Inferences on a multidimensional social hierarchy use a grid-like code

Abstract

Generalizing experiences to guide decision-making in novel situations is a hallmark of flexible behavior. Cognitive maps of an environment or task can theoretically afford such flexibility, but direct evidence has proven elusive. In this study, we found that discretely sampled abstract relationships between entities in an unseen two-dimensional social hierarchy are reconstructed into a unitary two-dimensional cognitive map in the hippocampus and entorhinal cortex. We further show that humans use a grid-like code in entorhinal cortex and medial prefrontal cortex for inferred direct trajectories between entities in the reconstructed abstract space during discrete decisions. These grid-like representations in the entorhinal cortex are associated with decision value computations in the medial prefrontal cortex and temporoparietal junction. Collectively, these findings show that grid-like representations are used by the human brain to infer novel solutions, even in abstract and discrete problems, and suggest a general mechanism underpinning flexible decision-making and generalization.

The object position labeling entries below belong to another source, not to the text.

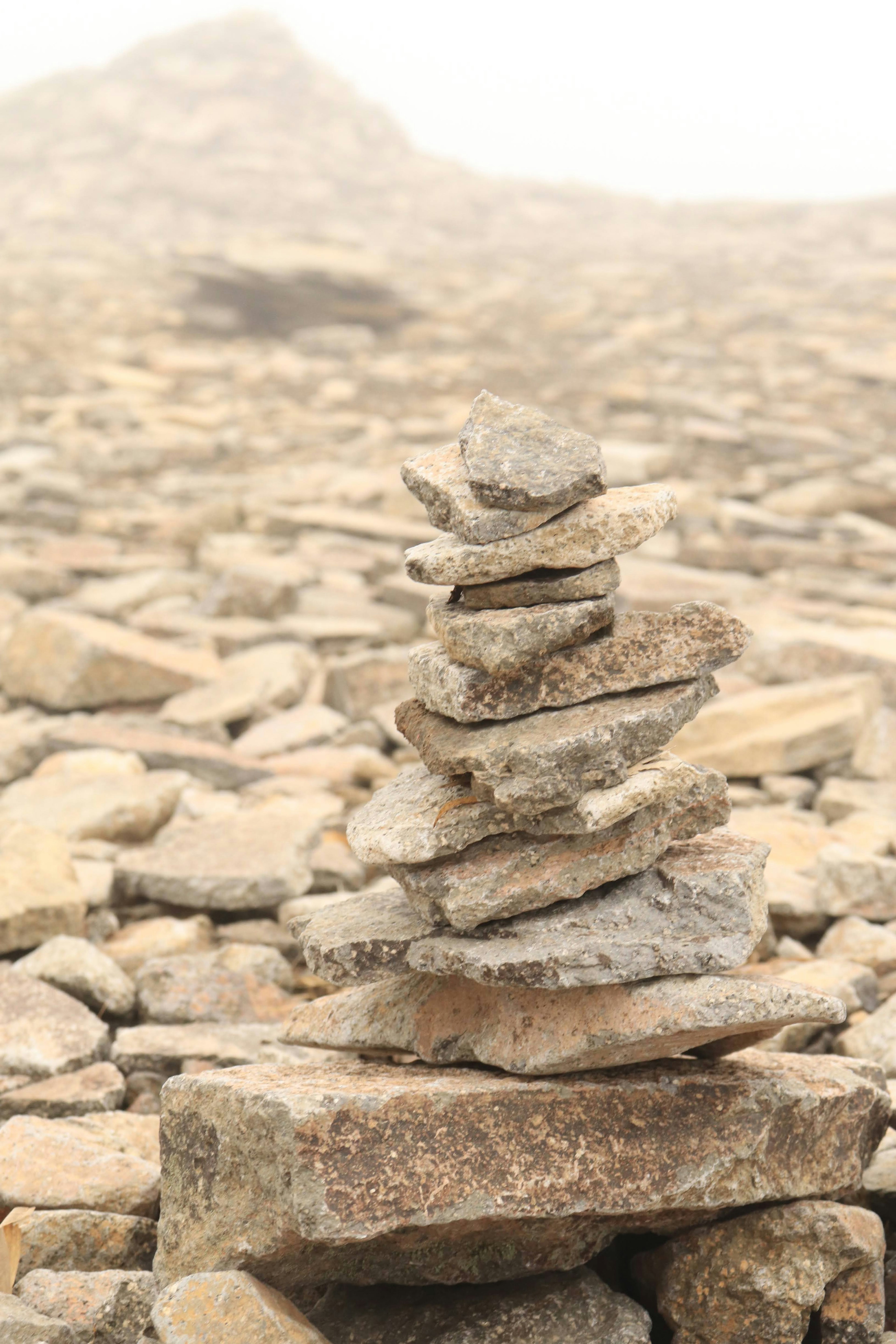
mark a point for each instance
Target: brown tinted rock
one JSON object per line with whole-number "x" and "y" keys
{"x": 545, "y": 586}
{"x": 639, "y": 650}
{"x": 69, "y": 662}
{"x": 573, "y": 1308}
{"x": 760, "y": 1277}
{"x": 549, "y": 760}
{"x": 507, "y": 876}
{"x": 519, "y": 457}
{"x": 580, "y": 538}
{"x": 502, "y": 642}
{"x": 438, "y": 479}
{"x": 408, "y": 1174}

Conflict of interest statement

Competing interests

The authors declare no competing interests.

© 2021. The Author(s), under exclusive licence to Springer Nature America, Inc.

Figures

Extended Data Fig. 1. Multidimensional scaling (MDS)

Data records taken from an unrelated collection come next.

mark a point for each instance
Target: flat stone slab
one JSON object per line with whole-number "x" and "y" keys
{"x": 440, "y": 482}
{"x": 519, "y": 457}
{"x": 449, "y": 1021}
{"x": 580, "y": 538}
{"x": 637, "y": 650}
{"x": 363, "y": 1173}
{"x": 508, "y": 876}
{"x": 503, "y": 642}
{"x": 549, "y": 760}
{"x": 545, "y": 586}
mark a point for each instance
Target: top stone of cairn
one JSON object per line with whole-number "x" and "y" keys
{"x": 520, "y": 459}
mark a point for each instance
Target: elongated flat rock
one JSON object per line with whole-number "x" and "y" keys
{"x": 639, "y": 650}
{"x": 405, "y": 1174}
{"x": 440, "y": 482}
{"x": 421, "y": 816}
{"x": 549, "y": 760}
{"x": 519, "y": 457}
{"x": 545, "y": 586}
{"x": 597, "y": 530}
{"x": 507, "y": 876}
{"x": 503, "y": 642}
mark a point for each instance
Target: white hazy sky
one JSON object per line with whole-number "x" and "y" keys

Visualization of the group representation of the social hierarchy in a 2-D space using MDS on the neural activity extracted from the HC and EC ROIs. There were considerably fewer presentations of individuals at the rank positions 1 and 16, making their estimates less reliable, and so these less frequently sampled individuals were excluded in computing the MDS. The 2-D representations (top) can be factorized into two 1-D hierarchies: competence (middle) and popularity (bottom). The lines indicate the individuals at the same rank in the social hierarchy. The thicker the line, the higher the rank in the given dimension. a. The MDS computed from the mean pattern dissimilarity across participants after matching the number of samples per face. Numbers indicate face position as shown in the true hierarchy in the Model on the left. Blue colors correspond to competence the dimension and red to the popularity dimension. The distances and angles between the estimated individual locations in the HC and EC MDS are significantly correlated with the pairwise Euclidean distances (Spearman’s ρ = 0.84 for HC and ρ = 0.63 for EC) and cosine angles (ρ = 0.93 for HC and ρ = 0.71 for EC) in the true 4×4 social hierarchy structure, compared to random configurations (both p<0.01 compared to 1000 random permutations). b. The MDS estimated from the mean neural activity patterns including every presentation of the 14 face stimuli. Associated with Figure 3g and Extended Data Figure 2.

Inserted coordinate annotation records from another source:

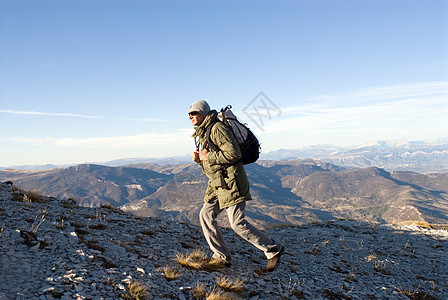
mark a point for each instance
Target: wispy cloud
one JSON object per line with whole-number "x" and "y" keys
{"x": 71, "y": 115}
{"x": 170, "y": 139}
{"x": 37, "y": 113}
{"x": 142, "y": 119}
{"x": 404, "y": 110}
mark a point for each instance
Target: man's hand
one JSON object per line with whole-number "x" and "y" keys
{"x": 195, "y": 156}
{"x": 203, "y": 154}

Extended Data Fig. 2. Representational similarity analysis (RSA) including all events of face stimuli presentation.

a. RSA including neural responses to all the events associated with 14 individuals in the social hierarchy. Consistent with the results of the RSA based on down-sampling shown in Figure 3c, we found effects of Euclidean distance on the pattern dissimilarity in the HC and EC but not in M1. The HC-EC system utilizes a 2-D relational cognitive map to represent the social hierarchy rather than representing 1-D map (τA of Euclidean distance (gray) > τA of one-dimensional rank distance in competence dimension (blue) and in popularity dimension (red)). **, pFWE<0.001 after correction for the number of bilateral ROIs (n=4) with the Bonferroni-Holm method; n.s., p>0.05, uncorrected. b. The dissimilarity between activity patterns estimated in bilateral HC and EC increases in proportion to the true pairwise Euclidean distance between individuals in the 2-D abstract social space (left, gray). The dissimilarity between activity patterns increases not only with the 1-D rank distance in the competence dimension (middle, blue) but also the 1-D rank distance in the popularity dimension (right, red). Methods and notation are identical to Figure 3. Box, lower and upper quartiles; line, median; whiskers, range of the data excluding outliers; +, the whiskers’ range of outliers.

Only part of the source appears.